The blues come around
Blue Monday at the Alamo features the Joe Moss Band
The blues come in many styles and colors, fitting many different moods. Last weekend’s Old Capitol Blues & BBQ downtown music party was a good representation of the rowdy electric blues born in the bars of Chicago. If you liked that sound, look for more of the same this week.
Joe Moss was weaned on electric Chicago blues with a good measure of ’70s rock and R&B thrown in for flavor. By the time he was 15, playing blues guitar was his passion. Moss got his break when Buddy Scott plucked him from a jam session at the fairly famous Rosa’s Blues Lounge on Chicago’s West Side and put him to work. During his tenure with Scotty and the Rib Tips, Moss received a full-blown music-business education as the band toured Europe, released a major-label CD, and worked steadily on the Chicago blues scene. After the elder bluesman’s death in 1994, Moss gigged around town as a sought-after sideman until 1997, when he formed the Joe Moss Band.
His brother Nick Moss, also a Chicago-blues bandleader, fronts the Flip Tops, a group specializing in a traditional, standard sound based on ’50s electric blues without the more modern influences brother Joe tosses into the mix. In case you were wondering, the brothers in blues politely say that they respect each other’s music but do not intend to perform together.

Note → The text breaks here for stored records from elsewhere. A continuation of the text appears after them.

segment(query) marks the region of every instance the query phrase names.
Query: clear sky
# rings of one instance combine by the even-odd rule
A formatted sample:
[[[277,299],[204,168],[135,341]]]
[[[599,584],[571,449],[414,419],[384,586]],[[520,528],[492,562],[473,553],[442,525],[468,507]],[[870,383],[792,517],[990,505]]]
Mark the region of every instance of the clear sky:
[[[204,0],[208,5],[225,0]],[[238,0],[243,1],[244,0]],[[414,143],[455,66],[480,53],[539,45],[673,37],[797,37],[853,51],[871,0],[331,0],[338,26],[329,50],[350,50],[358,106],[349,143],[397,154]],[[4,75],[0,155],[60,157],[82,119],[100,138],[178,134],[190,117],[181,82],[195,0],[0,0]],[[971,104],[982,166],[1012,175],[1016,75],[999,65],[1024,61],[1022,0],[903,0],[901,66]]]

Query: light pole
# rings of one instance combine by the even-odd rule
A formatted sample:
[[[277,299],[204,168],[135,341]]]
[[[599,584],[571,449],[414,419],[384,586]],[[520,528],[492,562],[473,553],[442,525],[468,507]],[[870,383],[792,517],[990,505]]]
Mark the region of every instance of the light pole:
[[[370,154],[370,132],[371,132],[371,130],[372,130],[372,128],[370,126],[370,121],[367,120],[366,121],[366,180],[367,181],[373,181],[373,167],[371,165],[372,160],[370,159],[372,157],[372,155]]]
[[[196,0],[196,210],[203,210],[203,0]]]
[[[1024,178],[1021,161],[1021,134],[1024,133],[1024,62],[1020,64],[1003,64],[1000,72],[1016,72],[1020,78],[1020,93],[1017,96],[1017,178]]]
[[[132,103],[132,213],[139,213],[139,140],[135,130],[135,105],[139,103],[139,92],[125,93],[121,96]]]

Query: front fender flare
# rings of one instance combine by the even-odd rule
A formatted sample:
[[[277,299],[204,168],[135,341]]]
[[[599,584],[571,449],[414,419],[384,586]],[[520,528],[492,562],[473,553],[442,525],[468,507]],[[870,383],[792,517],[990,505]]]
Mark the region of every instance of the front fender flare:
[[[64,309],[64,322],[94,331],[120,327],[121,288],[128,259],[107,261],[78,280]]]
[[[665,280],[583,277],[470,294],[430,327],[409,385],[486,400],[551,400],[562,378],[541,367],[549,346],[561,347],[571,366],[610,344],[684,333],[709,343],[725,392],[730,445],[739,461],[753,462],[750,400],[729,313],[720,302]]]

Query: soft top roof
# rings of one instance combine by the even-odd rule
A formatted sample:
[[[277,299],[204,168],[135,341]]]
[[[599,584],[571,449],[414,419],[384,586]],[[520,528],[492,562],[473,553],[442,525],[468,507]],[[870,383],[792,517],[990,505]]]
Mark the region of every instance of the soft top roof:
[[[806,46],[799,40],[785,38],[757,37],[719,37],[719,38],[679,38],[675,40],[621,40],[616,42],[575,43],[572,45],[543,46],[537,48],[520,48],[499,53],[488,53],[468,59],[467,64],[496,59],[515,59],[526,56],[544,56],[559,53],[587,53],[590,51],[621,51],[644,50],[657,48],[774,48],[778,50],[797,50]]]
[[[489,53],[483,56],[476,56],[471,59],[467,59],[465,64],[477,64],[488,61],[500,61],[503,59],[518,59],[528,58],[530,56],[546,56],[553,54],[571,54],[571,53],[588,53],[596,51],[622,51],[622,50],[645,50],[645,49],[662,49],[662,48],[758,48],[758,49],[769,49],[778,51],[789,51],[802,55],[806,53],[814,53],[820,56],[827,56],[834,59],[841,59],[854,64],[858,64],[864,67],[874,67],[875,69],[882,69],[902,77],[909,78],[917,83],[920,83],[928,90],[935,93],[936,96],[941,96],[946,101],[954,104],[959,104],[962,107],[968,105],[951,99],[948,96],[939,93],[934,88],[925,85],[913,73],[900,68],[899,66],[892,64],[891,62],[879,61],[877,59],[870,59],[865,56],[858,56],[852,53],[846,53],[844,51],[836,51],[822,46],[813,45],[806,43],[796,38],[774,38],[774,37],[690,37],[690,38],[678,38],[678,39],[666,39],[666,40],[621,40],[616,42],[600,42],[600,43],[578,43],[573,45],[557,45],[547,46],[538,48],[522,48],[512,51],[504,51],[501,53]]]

In 1997, Joe Moss released his first solo record and staked his claim to a soulful, modern blues sound using traditional lyric subject matter, a strong rhythm section, multiple keyboards, and lots of blistering guitar work. Monster Love, Moss’ 2003 CD, continues in the same vein, both lyrically and musically. He takes a few detours into instrumental swing, light funk, and slight R&B but never strays far from those basic blues, using thoughtful arrangements and a consistent guitar sound to create a cohesive recording. Moss is now out on the road, playing blues festivals and hitting clubs throughout the Midwest and, of course, taking his show back to the world-renowned Chicago blues bars where he first learned his trade.
The Joe Moss Band is featured Monday, Sept. 4, at the Illinois Central Blues Club’s Blue Monday jam at the Alamo. The band plays at 8:30 p.m., and the open jam begins around 11. As always at Blue Monday, the cover is just one American dollar.
Music NotesTune in Monday night to WUIS (91.9 FM) for a good look at the life and work of songwriter/musician Bob Dylan. The two-part program begins at 7 p.m. with “The Emergence of Bob Dylan,” an overview of the bard’s career containing music, interviews, and personal commentary. The program continues at 9 p.m. with “Written in My Soul from Me to You,” an all-star tribute concert to Dylan’s 1975 album Blood on the Tracks. Thank your friends at Recycled Records and House of Music for sponsoring the independently produced program and your buddies at WUIS for locating and scheduling it.
Hear the rumble and roar north of town, and you know the famed Springfield Mile is back. To us, that means extra live music in the bars on a Sunday night. It also means that the Ethnic Festival (Illinois State Fairgrounds, Ethnic Village) is on all weekend with even more live music. How the two events feed off each other’s crowds, coinciding without colliding, is a great mystery of Springfield lore. Maybe the secret lies within the music of the Groove Daddies. The local classic rockers are playing at the festival on Saturday night, then at the Forty-Niner Bye-Bye (518 Bruns Lane, 217-787-4937) on Sunday for a Springfield Mile afterparty. Guys, what’s going on here?
It’s official. The Disputes win the Hardest-Working Band in Springfield Award for Labor Day weekend 2005. Other bands play twice, but so do these guys — and then they come back for more. The popular hosts of Your MOM, the Monday open mic at Floyd’s Thirst Parlor (212 S. Fifth St., 217-522-2020), play Café Kanichi-Wa (1117 S. Grand Ave. E., 217-544-3500) on Friday night and the MC Tap (2901 Chatham Rd., 217-726-5633) on Saturday. Then they’re back on the job Monday for MOM duty. This week, MOM’s guest, by the way, is the talented and expressive singing guitarist Sarah Schneider.
Cheddar’s Casual Café (3151 Horizon Dr., 217-525-3820) continues to lead the way in local outdoor evening entertainment. Harry Nino and Oysters Rockefeller play on Thursday, Sept. 1, and the Dan Rivero Trio entertains on Tuesday, Sept. 6; yours truly, along with Bill Laymon and Raoul, shows up next Thursday, Sept. 8.